Any spare moment he gets, Jordan MacKenzie spends in the mountains around Vancouver. An avid hiker, rock climber, and skier, he’s witnessed up close the human impact on the wild places he loves: backcountry trails strewn with plastic, campsites left littered with waste. It’s a close-to-home glimpse of a staggering problem. The World Economic Forum estimates that we produce about 400 million tons of plastic waste globally each year. “That drives me nuts,” MacKenzie says.

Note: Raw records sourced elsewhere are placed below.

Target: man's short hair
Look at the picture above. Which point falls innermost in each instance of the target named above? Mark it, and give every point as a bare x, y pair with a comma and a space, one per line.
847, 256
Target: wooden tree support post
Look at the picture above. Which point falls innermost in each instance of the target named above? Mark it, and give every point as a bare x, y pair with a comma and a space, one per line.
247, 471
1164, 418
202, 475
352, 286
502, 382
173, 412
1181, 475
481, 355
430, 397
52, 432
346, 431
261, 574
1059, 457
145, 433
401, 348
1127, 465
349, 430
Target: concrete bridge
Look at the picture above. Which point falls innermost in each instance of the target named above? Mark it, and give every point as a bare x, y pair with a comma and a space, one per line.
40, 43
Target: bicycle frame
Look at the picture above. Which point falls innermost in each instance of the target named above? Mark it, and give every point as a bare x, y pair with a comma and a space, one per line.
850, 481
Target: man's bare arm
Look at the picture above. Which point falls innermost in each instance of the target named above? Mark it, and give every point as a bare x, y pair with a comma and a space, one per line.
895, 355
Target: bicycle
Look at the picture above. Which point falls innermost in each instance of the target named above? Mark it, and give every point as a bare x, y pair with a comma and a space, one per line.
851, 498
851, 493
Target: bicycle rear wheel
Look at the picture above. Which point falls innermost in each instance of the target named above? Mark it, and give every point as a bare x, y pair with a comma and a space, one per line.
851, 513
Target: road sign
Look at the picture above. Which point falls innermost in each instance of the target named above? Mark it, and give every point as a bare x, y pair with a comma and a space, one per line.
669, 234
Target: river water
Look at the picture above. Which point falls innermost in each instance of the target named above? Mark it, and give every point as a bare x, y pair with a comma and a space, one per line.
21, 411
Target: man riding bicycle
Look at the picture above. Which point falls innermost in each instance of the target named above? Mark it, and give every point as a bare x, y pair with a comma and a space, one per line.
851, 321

What if we could eliminate single-use plastic altogether? It’s a question at the heart of Bioform Technologies, the business MacKenzie co-founded with UBC professor Mark Martinez to create a 100 per cent bio-based alternative to single-use plastic. Their patented biomaterial is inspired by spider silk and transforms wood fibre and kelp into a new kind of tissue that behaves like a sustainable version of plastic. Think compostable food packaging, water bottles, and cutlery. BioForm even makes their own mulch film, a replacement for the plastic sheets farmers use to protect crops. At the end of the season, instead of disposing of yards of plastic, farmers can simply plough the BioForm sheets back into the ground to nourish the soil.

 

MacKenzie’s vision for sustainability encompasses both the environmental and the economic. Most biomaterials are 3D-printed, a time-consuming process that also makes them expensive for consumers. So BioForm dreamed up a faster, cheaper process: “We wanted to run this as something as big and fast as an oil pipeline,” MacKenzie says. The solution lay in an old but efficient technology: Paper-making machines, adapted to “print” their signature wood and kelp blend. It’s a move rich in possibilities for Canadian rural economies. MacKenzie dreams of revitalizing towns where paper-making machines often sit idle today: “I really want to train personnel to start using this classical technology to produce a new product,” he says.

 

Jordan MacKenzie and his team in the lab
Jordan MacKenzie and his team in the lab

MacKenzie’s vision is big, but it took some time to get there. He and his teammates didn’t immediately realize just how transformative their new biomaterial could be. It was only through consultations with entrepreneurship@UBC that they realized the magnitude of what they had created – a real alternative to single-use plastics. The team’s original product was biomaterial tubing to help reduce medical waste from procedures such as dialysis or the use of IV drips. (The tubing also helped mitigate blood clots – nothing to sniff at, but no solution to a global environmental crisis, either.) To test the tubing’s properties, the lab workers were their own guinea pigs: “I think I donated blood a half-dozen times,” MacKenzie recalls. Ultimately, the tubing took a back seat – agriculture and consumer packaging offered more impactful ways to combat plastic waste – but with a team willing to literally give blood in the name of innovation, it’s little wonder they’ve found success.